Saturday- Iverstown to Belfast, NI

Salvation!  Internet has been located.  Here is what I wrote last night.

It is Saturday night at 11:14 pm Irish time, and I don’t know when I’ll be going home.  I’m sitting here waiting, hoping, and praying we will be told our (air)ship is coming to take us across the Atlantic.  I feel much like Hugh must have if he left from Derry and sat on the docks for days or even weeks before his ship came in.  Of course I know my final destination, he had no idea.    The hurricane has us stuck in Ireland.  One might think how fortunate we are, but school starts Monday and there will be children looking for their teacher.  The word now is we are leaving Friday or Sunday of next week.  One of the students has referred to it as “the Hugh Cummiskey experience.”

Today I saw my first “Orangemen.”  The summer is marching time in N. Ireland.  Loyalist groups put on their dark suits, bowler hats, and sashes and march with bands and loud bass drums through different towns and neighborhoods.  The purpose is to remember William of Orange who defeated the Catholics thus beginning the English presence in Ireland.  I had read and seen films of the Orangemen, but never witnessed any myself.  It was all very sterile to view it from my chair at home, but to watch them strut along the road made me ask myself how I would feel if I experienced this every summer. 

When we arrived in Belfast we took a Black Cab tour.  They go on both sides of the city describing the political and religious strife that has haunted this beautiful city for centuries.  They refer to it as “the troubles.”  Again, I’ve read enough Irish history and seen enough documentaries to think I knew the situation.  I didn’t, and I still don't.  Our guide, Paul, drove us around pointing out the murals of the Loyalists who maintain they have the right to be here and rule.  And the Catholic side who maintain they are the original settlers of this place.  Throughout both sides these murals speak far more than mere words.  Have a look.

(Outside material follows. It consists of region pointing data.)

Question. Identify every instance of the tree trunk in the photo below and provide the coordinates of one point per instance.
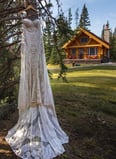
(31, 14)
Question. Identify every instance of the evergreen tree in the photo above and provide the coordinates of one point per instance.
(77, 17)
(113, 46)
(84, 21)
(69, 17)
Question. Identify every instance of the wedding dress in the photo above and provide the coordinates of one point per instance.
(37, 134)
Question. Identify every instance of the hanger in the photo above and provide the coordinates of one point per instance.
(30, 7)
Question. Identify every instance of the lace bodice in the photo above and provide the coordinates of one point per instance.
(37, 134)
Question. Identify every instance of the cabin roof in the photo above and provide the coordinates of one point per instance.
(88, 33)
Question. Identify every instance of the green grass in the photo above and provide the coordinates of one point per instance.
(86, 108)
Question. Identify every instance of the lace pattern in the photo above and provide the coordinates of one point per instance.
(37, 134)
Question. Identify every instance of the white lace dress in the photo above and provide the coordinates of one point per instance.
(37, 134)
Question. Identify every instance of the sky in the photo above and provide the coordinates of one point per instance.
(100, 11)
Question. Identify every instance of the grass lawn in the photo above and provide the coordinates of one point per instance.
(86, 109)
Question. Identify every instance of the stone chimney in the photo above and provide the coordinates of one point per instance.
(106, 33)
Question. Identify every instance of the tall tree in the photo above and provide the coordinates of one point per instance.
(84, 21)
(113, 46)
(69, 17)
(77, 18)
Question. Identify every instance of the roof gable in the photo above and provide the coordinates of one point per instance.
(83, 32)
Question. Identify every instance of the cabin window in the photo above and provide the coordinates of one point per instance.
(92, 51)
(84, 39)
(73, 53)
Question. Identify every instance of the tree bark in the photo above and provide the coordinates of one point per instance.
(31, 14)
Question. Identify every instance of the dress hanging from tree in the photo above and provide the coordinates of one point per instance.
(37, 134)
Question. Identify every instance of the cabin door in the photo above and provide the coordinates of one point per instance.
(81, 53)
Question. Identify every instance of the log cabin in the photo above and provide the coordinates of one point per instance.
(86, 47)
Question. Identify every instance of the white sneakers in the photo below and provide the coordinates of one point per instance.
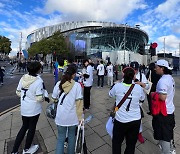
(31, 150)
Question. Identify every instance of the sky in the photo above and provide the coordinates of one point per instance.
(159, 18)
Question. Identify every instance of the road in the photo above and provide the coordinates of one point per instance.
(8, 97)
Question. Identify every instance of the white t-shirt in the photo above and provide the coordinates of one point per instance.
(88, 81)
(166, 85)
(109, 70)
(118, 91)
(100, 69)
(143, 80)
(29, 105)
(66, 113)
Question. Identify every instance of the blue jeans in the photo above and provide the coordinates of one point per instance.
(61, 139)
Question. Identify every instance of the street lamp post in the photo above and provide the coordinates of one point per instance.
(124, 41)
(179, 56)
(20, 45)
(164, 49)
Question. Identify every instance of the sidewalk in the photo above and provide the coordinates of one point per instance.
(97, 139)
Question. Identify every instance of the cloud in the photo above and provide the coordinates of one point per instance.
(1, 5)
(169, 9)
(171, 41)
(105, 10)
(163, 22)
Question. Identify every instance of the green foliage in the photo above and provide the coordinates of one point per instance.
(55, 43)
(5, 45)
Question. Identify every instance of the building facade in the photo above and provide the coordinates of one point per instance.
(95, 38)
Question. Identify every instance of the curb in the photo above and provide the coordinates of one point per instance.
(8, 110)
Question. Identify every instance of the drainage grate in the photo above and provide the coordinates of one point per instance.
(37, 140)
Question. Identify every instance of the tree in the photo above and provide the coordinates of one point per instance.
(56, 43)
(5, 45)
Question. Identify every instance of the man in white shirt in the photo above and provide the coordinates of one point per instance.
(142, 81)
(87, 81)
(100, 73)
(109, 74)
(163, 126)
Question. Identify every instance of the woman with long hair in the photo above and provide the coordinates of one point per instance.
(68, 94)
(163, 126)
(32, 91)
(128, 117)
(154, 77)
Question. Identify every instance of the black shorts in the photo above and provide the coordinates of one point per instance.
(163, 127)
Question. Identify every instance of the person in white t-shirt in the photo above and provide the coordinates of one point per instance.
(163, 126)
(109, 74)
(32, 91)
(87, 81)
(128, 117)
(142, 81)
(100, 73)
(68, 94)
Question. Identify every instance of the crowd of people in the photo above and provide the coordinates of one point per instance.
(72, 93)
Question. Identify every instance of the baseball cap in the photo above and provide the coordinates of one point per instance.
(163, 63)
(134, 65)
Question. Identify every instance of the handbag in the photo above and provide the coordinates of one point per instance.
(79, 138)
(150, 84)
(51, 109)
(110, 122)
(113, 112)
(158, 106)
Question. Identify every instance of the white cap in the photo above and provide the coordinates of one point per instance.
(164, 63)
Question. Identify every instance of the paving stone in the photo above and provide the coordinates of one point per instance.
(100, 130)
(148, 135)
(93, 110)
(148, 148)
(42, 124)
(50, 143)
(104, 120)
(93, 142)
(100, 115)
(94, 122)
(14, 132)
(108, 140)
(88, 130)
(105, 149)
(46, 132)
(36, 140)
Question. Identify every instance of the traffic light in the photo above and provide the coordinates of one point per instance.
(152, 49)
(141, 49)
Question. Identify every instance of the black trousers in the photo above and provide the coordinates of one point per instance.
(1, 78)
(129, 131)
(87, 93)
(29, 123)
(149, 102)
(100, 77)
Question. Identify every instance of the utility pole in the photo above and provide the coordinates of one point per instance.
(124, 41)
(164, 49)
(20, 46)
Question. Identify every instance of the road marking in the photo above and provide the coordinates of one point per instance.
(8, 110)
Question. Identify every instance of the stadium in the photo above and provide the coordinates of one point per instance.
(118, 42)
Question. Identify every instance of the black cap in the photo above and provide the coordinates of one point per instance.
(134, 65)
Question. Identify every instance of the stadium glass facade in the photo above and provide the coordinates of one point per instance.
(93, 37)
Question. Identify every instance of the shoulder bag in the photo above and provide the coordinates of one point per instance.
(110, 122)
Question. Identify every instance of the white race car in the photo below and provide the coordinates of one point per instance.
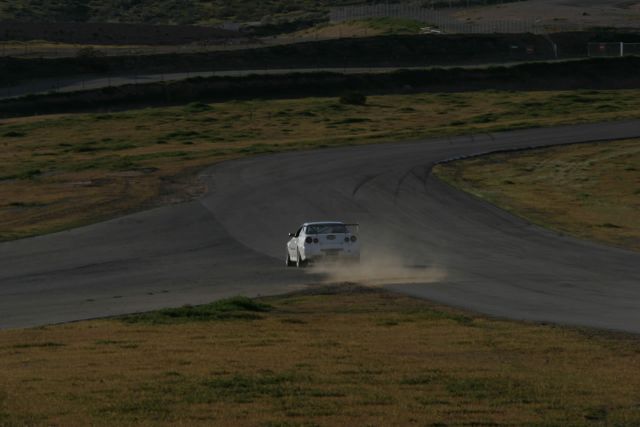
(331, 240)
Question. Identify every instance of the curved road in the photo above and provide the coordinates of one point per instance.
(420, 237)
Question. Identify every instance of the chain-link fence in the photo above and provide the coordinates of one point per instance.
(613, 49)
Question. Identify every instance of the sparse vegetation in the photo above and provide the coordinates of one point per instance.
(588, 190)
(353, 98)
(330, 356)
(67, 170)
(163, 11)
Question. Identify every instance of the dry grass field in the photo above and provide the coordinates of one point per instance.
(590, 190)
(336, 356)
(63, 171)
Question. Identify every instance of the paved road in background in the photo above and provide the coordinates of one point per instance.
(89, 82)
(420, 236)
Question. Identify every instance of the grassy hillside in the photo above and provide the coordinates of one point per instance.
(335, 355)
(591, 191)
(158, 11)
(58, 172)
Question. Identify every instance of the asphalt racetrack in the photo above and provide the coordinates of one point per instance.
(419, 236)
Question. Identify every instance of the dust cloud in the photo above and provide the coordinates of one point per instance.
(380, 266)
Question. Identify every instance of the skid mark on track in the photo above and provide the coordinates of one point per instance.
(421, 173)
(364, 181)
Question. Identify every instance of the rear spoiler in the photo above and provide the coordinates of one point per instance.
(355, 227)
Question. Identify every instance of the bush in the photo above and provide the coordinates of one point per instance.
(353, 98)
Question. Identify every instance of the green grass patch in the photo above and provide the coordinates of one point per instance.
(238, 308)
(587, 190)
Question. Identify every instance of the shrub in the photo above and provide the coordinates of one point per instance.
(353, 98)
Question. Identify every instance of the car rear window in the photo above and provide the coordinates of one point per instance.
(326, 229)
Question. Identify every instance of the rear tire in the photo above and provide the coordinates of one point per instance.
(299, 262)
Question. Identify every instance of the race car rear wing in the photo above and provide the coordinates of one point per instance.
(353, 228)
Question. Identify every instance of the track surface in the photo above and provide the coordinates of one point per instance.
(231, 241)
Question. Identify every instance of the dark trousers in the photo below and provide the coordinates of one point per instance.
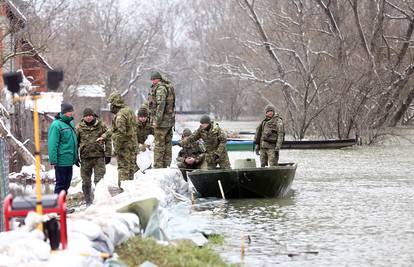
(63, 178)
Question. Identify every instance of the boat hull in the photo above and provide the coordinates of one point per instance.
(244, 183)
(247, 145)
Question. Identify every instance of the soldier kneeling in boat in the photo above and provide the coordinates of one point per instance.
(269, 138)
(191, 155)
(215, 141)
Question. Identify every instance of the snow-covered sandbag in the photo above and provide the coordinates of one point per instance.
(111, 175)
(7, 261)
(90, 229)
(24, 246)
(72, 258)
(115, 229)
(131, 220)
(101, 194)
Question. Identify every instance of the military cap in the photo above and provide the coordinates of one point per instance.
(66, 107)
(88, 112)
(269, 108)
(155, 75)
(115, 99)
(186, 132)
(205, 119)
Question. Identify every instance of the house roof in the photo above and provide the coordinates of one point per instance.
(88, 90)
(49, 102)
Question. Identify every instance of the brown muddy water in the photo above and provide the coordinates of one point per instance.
(350, 207)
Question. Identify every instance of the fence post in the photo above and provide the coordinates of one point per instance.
(4, 179)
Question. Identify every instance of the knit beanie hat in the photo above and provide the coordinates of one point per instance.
(142, 112)
(66, 107)
(87, 112)
(186, 132)
(155, 75)
(269, 108)
(205, 119)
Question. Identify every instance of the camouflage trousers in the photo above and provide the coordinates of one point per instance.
(269, 157)
(162, 147)
(89, 166)
(202, 165)
(127, 165)
(223, 161)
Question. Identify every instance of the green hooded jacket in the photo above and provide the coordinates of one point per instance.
(62, 142)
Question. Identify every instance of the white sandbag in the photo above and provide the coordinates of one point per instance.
(101, 194)
(72, 258)
(25, 247)
(8, 261)
(116, 230)
(150, 141)
(131, 220)
(88, 228)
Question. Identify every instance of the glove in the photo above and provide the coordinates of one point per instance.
(257, 149)
(216, 158)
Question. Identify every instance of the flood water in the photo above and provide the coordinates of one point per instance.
(350, 207)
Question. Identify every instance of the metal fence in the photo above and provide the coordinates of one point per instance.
(4, 179)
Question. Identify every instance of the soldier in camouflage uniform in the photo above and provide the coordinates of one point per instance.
(144, 127)
(124, 137)
(191, 156)
(93, 155)
(215, 140)
(269, 138)
(161, 102)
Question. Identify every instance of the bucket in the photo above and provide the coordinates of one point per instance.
(244, 163)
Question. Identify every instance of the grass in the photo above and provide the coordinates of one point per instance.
(182, 254)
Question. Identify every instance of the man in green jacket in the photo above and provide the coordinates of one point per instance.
(93, 155)
(215, 141)
(269, 137)
(63, 147)
(161, 102)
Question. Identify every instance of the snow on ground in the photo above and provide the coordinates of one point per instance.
(99, 228)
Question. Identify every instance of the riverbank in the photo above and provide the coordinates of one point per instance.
(183, 253)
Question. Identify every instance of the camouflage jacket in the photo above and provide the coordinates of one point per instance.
(194, 149)
(123, 131)
(215, 139)
(143, 130)
(270, 133)
(161, 103)
(87, 135)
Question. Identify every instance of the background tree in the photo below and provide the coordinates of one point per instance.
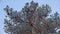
(32, 19)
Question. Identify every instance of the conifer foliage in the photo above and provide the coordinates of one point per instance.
(32, 19)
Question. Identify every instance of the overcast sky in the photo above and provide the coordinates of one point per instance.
(19, 4)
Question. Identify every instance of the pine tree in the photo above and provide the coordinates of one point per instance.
(32, 19)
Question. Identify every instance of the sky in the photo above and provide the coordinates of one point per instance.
(19, 4)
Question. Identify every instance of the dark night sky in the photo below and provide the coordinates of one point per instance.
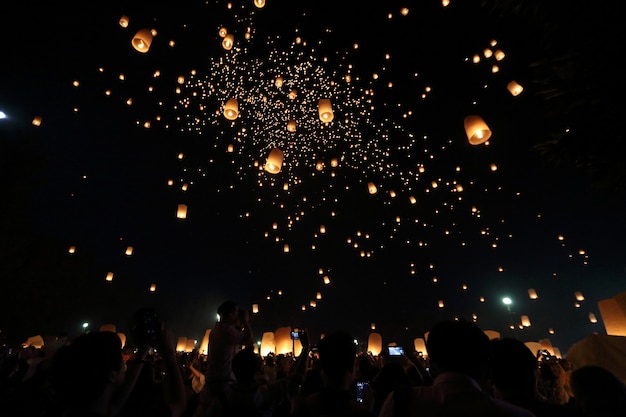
(96, 179)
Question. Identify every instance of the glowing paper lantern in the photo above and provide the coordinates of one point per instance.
(291, 125)
(274, 161)
(325, 110)
(204, 345)
(420, 346)
(124, 21)
(142, 40)
(375, 344)
(122, 337)
(514, 88)
(492, 334)
(228, 42)
(231, 109)
(181, 213)
(282, 338)
(477, 130)
(181, 345)
(267, 343)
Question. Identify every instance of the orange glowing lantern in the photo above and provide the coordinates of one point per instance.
(514, 88)
(231, 109)
(142, 40)
(124, 21)
(375, 344)
(282, 338)
(204, 345)
(325, 110)
(274, 161)
(420, 346)
(228, 42)
(291, 125)
(181, 213)
(477, 130)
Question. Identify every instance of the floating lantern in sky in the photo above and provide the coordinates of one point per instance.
(181, 213)
(142, 40)
(274, 161)
(375, 344)
(477, 130)
(325, 110)
(228, 42)
(514, 88)
(231, 109)
(124, 21)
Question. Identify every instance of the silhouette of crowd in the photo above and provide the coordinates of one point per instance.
(462, 373)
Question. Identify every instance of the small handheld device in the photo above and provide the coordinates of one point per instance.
(361, 388)
(396, 351)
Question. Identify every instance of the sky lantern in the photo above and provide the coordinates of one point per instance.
(274, 161)
(267, 343)
(420, 346)
(282, 340)
(375, 344)
(291, 125)
(142, 40)
(228, 42)
(204, 345)
(231, 109)
(124, 21)
(181, 213)
(477, 130)
(514, 88)
(325, 110)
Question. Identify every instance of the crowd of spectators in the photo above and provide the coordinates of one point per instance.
(463, 373)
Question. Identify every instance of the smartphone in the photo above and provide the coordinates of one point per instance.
(396, 351)
(361, 388)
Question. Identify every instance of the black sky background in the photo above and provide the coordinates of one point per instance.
(95, 180)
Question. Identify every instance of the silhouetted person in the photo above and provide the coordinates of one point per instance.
(598, 392)
(514, 378)
(458, 353)
(337, 355)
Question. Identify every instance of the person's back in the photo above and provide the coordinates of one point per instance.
(458, 353)
(337, 354)
(513, 376)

At one point Paul dropped us off in a very heavy Loyalist section.  There were dozens and dozens of Union Jacks flying on flagpoles, bannered across streets, painted on walls, and the Red Hand of Ulster displayed as a sign of Loyalist presence.  I wanted to leave.  I’m sure these are good and wonderful people who work hard and just want to raise their families, but the tension in the air made it more than I could take.

We met up with Colm, Eileen, and the students at Kelly’s Pub where there was a session going on.  The music, the atmosphere, and the company was the complete opposite of the earlier experience.  I think it demonstrated the real spirit of the people here.